In the beginning of November, about a month and half into my swim season, I started to notice a pain in right shoulder. This pain in my shoulder progressed and it made it hard for me to complete practices let alone swim the events that I enjoyed swimming.
As the season went on, the pain in my shoulder increased to the point where I could not finish warm up without having to start kicking on the side for the rest of the practice. After practice, I would get bags of ice taped to my shoulder to help with the pain. My geography teacher liked to make fun of me for it as I had class right after practice.
Winter break came along and I decided that it was time to go to the doctor. I was then sent for X-rays and to see a specialist about my shoulder. Although my x-rays looked as if there was a bone missing or out of place, I was told that I just had rotator cuff tendonitis and it would go away with rest and stretching (Which didn't happen and I later found out that the specialist was wrong and there was something else that was causing the pain). With this information, I went to rehab, did stretches on my own and when my team went on our winter training trip, I kicked the whole time to avoid straining my injured shoulder.
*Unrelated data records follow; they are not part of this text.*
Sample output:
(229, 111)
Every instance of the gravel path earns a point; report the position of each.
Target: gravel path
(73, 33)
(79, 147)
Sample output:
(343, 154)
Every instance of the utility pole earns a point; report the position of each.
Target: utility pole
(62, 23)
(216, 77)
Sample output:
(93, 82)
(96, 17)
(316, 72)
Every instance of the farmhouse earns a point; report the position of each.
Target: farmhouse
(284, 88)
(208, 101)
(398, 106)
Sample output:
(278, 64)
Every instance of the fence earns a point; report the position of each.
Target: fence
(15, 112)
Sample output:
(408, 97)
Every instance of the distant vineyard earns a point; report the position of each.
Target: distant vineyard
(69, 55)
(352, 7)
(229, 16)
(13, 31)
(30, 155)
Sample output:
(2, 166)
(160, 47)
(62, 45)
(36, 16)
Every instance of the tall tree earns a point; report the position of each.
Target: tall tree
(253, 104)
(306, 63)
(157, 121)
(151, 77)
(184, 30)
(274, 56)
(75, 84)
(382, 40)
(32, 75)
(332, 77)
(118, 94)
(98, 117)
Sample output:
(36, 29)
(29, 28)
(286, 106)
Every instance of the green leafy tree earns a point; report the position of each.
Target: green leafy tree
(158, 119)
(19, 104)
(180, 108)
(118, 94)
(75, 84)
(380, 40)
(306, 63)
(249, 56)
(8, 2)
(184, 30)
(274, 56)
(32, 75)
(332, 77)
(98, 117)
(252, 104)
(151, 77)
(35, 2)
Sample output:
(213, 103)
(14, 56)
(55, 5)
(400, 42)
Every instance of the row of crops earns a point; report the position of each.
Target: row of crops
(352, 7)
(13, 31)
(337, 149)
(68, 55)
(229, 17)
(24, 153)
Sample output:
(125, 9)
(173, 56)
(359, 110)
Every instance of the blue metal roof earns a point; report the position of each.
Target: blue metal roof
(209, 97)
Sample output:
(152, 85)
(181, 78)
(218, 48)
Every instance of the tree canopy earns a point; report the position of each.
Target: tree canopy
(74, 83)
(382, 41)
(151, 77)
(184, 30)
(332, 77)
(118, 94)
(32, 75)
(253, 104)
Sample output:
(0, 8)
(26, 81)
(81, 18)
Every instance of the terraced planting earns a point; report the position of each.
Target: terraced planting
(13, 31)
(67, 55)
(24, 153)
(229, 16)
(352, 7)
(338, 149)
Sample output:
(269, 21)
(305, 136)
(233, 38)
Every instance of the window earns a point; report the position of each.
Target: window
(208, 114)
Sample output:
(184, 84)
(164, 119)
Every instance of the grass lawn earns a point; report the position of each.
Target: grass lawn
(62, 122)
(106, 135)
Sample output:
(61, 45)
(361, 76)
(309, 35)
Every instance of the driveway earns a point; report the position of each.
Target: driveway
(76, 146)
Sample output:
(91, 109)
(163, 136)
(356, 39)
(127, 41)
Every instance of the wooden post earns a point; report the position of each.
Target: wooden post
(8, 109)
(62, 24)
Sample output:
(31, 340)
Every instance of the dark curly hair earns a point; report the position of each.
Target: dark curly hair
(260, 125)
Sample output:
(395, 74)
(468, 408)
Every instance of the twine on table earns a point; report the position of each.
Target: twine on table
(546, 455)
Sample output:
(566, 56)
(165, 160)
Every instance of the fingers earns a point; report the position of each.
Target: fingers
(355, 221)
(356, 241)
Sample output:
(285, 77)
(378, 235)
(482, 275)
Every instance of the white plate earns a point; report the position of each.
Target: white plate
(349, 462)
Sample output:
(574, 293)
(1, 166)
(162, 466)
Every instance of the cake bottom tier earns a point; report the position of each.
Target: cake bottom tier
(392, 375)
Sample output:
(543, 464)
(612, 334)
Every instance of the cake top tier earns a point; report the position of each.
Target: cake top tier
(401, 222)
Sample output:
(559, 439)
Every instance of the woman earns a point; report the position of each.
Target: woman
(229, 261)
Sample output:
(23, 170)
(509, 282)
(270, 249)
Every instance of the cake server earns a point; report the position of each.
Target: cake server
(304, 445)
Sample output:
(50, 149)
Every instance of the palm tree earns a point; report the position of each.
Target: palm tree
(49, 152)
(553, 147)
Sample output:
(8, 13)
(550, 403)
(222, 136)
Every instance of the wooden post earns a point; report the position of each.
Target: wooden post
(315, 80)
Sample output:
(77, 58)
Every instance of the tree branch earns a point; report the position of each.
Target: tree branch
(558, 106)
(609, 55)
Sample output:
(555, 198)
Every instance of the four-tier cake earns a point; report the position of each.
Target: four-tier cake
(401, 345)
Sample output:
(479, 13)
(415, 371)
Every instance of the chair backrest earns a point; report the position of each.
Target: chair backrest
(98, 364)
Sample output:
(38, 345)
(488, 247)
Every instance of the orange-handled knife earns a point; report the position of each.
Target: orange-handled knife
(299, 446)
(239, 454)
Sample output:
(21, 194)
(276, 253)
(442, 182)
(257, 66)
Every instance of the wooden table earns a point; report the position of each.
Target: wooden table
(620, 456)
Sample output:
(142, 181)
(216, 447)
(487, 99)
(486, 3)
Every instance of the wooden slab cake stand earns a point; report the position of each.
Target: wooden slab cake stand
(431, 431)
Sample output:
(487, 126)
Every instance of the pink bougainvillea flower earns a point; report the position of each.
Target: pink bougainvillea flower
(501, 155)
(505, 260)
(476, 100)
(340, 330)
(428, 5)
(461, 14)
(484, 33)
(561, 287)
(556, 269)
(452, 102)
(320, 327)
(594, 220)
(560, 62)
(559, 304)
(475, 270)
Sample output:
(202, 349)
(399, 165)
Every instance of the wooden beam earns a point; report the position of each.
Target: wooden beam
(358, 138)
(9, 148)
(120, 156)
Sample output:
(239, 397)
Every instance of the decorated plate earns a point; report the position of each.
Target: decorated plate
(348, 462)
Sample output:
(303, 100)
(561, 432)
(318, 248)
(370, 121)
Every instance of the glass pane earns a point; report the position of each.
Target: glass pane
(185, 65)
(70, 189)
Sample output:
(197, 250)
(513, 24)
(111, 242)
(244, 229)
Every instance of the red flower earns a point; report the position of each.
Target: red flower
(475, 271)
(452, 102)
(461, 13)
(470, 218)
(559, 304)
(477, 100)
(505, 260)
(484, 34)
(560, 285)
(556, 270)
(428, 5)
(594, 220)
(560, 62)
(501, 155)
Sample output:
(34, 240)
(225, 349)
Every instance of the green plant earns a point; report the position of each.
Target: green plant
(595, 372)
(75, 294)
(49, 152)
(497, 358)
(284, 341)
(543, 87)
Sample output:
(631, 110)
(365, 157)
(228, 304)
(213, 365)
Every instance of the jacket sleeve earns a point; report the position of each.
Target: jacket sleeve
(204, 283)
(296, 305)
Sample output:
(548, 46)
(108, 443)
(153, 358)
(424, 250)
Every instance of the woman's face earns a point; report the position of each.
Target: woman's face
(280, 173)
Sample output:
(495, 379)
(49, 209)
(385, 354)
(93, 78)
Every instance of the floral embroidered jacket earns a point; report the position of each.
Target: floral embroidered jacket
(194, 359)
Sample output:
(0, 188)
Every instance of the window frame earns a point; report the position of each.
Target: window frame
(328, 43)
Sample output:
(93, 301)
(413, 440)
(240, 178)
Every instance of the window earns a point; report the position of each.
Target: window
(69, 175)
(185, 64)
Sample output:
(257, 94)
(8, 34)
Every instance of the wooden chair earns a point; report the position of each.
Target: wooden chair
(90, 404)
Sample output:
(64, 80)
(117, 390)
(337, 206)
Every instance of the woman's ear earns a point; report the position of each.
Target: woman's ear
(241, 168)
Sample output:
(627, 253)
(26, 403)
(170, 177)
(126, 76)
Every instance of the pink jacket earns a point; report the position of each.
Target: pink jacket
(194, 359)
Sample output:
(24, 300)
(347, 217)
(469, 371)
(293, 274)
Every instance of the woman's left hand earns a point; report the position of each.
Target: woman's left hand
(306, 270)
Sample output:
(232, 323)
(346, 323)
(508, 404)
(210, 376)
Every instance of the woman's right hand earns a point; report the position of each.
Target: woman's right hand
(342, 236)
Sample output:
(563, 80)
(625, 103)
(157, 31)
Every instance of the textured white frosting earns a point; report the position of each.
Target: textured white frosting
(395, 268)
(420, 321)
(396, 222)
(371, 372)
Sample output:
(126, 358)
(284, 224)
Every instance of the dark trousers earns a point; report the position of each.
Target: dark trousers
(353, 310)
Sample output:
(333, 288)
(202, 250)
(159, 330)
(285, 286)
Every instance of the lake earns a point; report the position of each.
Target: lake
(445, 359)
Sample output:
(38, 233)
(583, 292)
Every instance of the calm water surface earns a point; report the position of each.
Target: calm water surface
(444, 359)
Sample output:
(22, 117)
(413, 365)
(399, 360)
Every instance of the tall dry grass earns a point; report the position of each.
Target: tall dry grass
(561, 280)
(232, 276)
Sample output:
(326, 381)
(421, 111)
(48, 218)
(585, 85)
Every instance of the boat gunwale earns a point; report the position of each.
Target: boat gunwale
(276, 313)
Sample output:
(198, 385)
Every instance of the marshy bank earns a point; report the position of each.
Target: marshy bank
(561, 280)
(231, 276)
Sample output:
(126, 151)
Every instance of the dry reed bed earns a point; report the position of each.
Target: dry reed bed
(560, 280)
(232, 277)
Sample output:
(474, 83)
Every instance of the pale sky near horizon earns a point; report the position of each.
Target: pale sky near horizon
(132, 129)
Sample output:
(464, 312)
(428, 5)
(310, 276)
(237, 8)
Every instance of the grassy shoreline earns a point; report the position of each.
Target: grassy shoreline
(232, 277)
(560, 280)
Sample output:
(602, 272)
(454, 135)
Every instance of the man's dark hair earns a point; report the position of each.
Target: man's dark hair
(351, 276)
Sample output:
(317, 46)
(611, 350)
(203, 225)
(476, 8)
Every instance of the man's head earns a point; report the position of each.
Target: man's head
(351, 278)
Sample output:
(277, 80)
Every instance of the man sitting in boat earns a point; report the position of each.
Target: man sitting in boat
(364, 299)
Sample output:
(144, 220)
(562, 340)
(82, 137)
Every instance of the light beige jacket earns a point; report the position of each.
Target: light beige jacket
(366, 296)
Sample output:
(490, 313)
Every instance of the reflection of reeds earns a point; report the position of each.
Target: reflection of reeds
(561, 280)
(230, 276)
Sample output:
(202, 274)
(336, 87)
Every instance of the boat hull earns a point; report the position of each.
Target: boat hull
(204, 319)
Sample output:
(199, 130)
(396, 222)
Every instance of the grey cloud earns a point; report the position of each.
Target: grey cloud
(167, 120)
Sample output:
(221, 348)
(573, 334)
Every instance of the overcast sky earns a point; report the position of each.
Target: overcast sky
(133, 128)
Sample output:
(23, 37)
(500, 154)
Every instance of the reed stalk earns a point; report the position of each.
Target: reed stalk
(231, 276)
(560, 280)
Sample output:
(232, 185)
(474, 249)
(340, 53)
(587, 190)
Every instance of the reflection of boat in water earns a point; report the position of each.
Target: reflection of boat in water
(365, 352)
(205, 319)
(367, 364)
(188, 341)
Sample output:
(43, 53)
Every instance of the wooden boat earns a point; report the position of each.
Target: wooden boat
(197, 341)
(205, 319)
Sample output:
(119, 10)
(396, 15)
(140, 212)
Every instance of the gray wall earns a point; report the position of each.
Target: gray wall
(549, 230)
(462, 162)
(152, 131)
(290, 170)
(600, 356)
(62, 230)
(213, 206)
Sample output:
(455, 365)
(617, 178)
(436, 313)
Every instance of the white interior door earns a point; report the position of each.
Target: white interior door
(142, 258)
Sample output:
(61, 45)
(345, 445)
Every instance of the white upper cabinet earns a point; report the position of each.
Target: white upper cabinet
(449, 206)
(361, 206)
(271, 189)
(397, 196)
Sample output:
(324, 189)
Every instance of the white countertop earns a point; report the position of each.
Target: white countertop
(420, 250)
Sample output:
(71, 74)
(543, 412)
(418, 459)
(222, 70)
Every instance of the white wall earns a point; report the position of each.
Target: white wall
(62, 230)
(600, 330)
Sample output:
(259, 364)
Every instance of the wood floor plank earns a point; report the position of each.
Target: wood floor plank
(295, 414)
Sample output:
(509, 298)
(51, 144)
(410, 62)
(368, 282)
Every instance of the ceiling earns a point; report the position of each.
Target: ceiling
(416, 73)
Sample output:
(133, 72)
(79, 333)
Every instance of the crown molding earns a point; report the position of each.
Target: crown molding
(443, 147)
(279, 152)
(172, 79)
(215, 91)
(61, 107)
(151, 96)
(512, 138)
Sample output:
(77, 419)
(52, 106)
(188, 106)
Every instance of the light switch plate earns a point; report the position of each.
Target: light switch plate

My shoulder started to feel a little bit better and with only a month and a half left of the swim season, I tried my best to hang up my kick board and swim as much as I could to finish out the season strong. Although I usually ended up grabbing the kick board or stretching on the side almost every practice at some point, I was still pushing myself as hard as I could physically push.
At the championship meet, I was ready to prove that I could still compete and drop time. The whole weekend, I had extreme pain in my shoulder, but I pushed through it as it was the last meet and I had nothing to lose. It was now or never. I ended up getting personal bests in all three of my events and the event that I time trailed.
Since the season was over, I thought that my pain would be too. Oh how I was so wrong. Now, four months later, I am in doctor's offices and getting MRI's to see if my shoulder pain needs surgical intervention or if I am going to spend my summer with a physical therapist. Both seem like unpleasant solutions.
After this season, I learned that when you have an injury, you have to tell your coach or doctor and treat it as soon as possible so it does not get worse. I wish I got help for my injury back in November instead of pushing myself despite the pain that I was in. Maybe if I got help seven months ago and took a real break and didn't push myself as hard, my shoulder would not still be injured. Now, because of my denial of my injury and me pushing myself, I do not know if I can continue my swimming career and that hurts more than the pain in my shoulder.